That is, the rear upper member 30 is formed between the connecting portions 30D and 30D so that the cross-sectional shape differs between the closed cross section S1 on the outer side in the vehicle width direction and the closed cross section S2 on the inner side in the vehicle width direction.
The connecting portion 30D of the above-described rear upper member 30 functions as a joint portion, and since the cross-sectional area of the closed cross section S1 is the largest, it is balanced against stress from each direction, and the connecting portion 30D The load is received and the load is smoothly transmitted to both sides of the connecting portion 30D in the vehicle width direction.
As shown in FIGS. 14 and 15, left and right damper support portions 22, 22 are provided on the front lower side of the rear upper member 30.

  As shown in FIG. 15A, the lower panel 31 constituting the rear upper member 30 has a front flange portion 31a and a rear flange 31b. The front panel 32 has a lower flange 32a and an upper flange 32b. Further, the rear panel 33 has a front flange 33a and a rear flange 33b.

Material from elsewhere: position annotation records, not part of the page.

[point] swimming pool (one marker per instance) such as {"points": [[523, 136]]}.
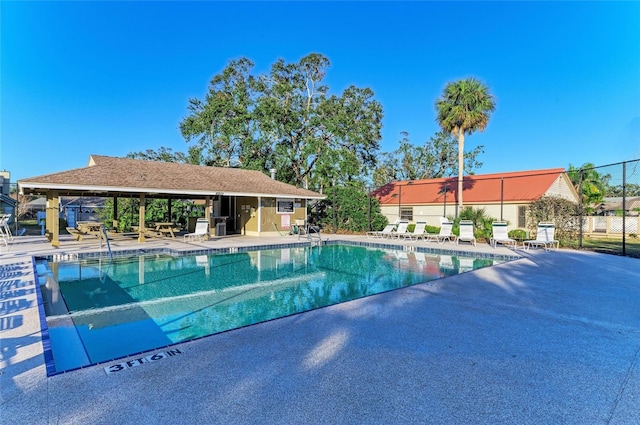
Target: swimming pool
{"points": [[98, 311]]}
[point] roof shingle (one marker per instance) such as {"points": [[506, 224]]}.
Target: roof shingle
{"points": [[486, 188], [112, 174]]}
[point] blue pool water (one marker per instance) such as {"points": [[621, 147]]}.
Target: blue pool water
{"points": [[132, 305]]}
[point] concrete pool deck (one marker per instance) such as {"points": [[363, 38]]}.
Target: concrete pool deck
{"points": [[553, 337]]}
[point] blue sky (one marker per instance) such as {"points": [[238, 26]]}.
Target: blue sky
{"points": [[109, 78]]}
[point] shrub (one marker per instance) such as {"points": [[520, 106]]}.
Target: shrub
{"points": [[518, 234], [353, 210], [481, 222], [560, 211]]}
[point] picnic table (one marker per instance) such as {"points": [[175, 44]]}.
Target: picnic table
{"points": [[91, 227], [165, 228]]}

  And as shown to (a) of FIG. 15, the vehicle width direction center part of the rear upper member 30 is the front lower extension part 30F extended in the front lower direction from the center part of closed cross-section S2, and the upper side extension part 30U extended upwards. And a three-pronged closed section having a rear extension 30R extending rearward.

  As shown in FIG. 15A, the front lower extension 30F is formed by a joint structure of the flanges 31a and 32a, and the upper extension 30U is formed by a joint structure of the flanges 32b and 33a. The rear extension 30R described above is formed by a joint structure of the flanges 31b and 33b.

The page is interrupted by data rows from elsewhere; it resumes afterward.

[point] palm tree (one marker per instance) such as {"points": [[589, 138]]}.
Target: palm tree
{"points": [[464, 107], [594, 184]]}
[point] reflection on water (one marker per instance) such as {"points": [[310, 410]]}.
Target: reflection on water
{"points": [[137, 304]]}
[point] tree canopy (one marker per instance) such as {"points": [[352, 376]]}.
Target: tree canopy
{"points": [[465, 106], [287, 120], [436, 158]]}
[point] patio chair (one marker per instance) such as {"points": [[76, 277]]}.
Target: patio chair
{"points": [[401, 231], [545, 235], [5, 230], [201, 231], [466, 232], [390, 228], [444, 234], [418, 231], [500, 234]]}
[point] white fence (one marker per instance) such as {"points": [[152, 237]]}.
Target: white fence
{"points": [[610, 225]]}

  With this configuration, the left and right damper support portions 22, 22 are arranged with the center of the cross section S2 of the rear upper member 30 behind them to form a slim three-way closed cross section. While expanding the arrangement space of other members such as an auxiliary machine (opening and closing roof 1 in this embodiment) between the damper support portions 22 and 22, the left and right damper support portions 22 and 22 are connected to the input load from the damper support portion 22. Is firmly received in the direction in which the front lower extension 30F extends, and another extension (upper extension 30U) extending in the remaining bifurcated direction of the three-way closed cross section so that the front lower extension 30F is not displaced. The rear extension 30R) is reinforced.

As shown in FIG. 13, the connecting portion 30D of the rear upper member 30 with the damper support portion 22 includes side panels 34 and 35 positioned on the left and right in the vehicle width direction, a lower panel 31 positioned on the center side in the vehicle width direction, It is set at a joint portion between the front panel 32 and the rear panel 33.
Thus, the number of panels in the connecting portion 30D is increased to improve the yield strength against the shear load, and the load from the damper is reliably received at this portion (the connecting portion 30D).
In the figure, reference numeral 61 denotes a brace side panel that connects the rear fender inner 19 extending in the vehicle longitudinal direction and the end of the rear upper member 30 extending in the vehicle width direction.

  In the figure, arrow F indicates the front of the vehicle, arrow R indicates the rear of the vehicle, arrow IN indicates the inner side in the vehicle width direction, arrow OUT indicates the outer side in the vehicle width direction, and arrow UP indicates the upper side of the vehicle. Indicates.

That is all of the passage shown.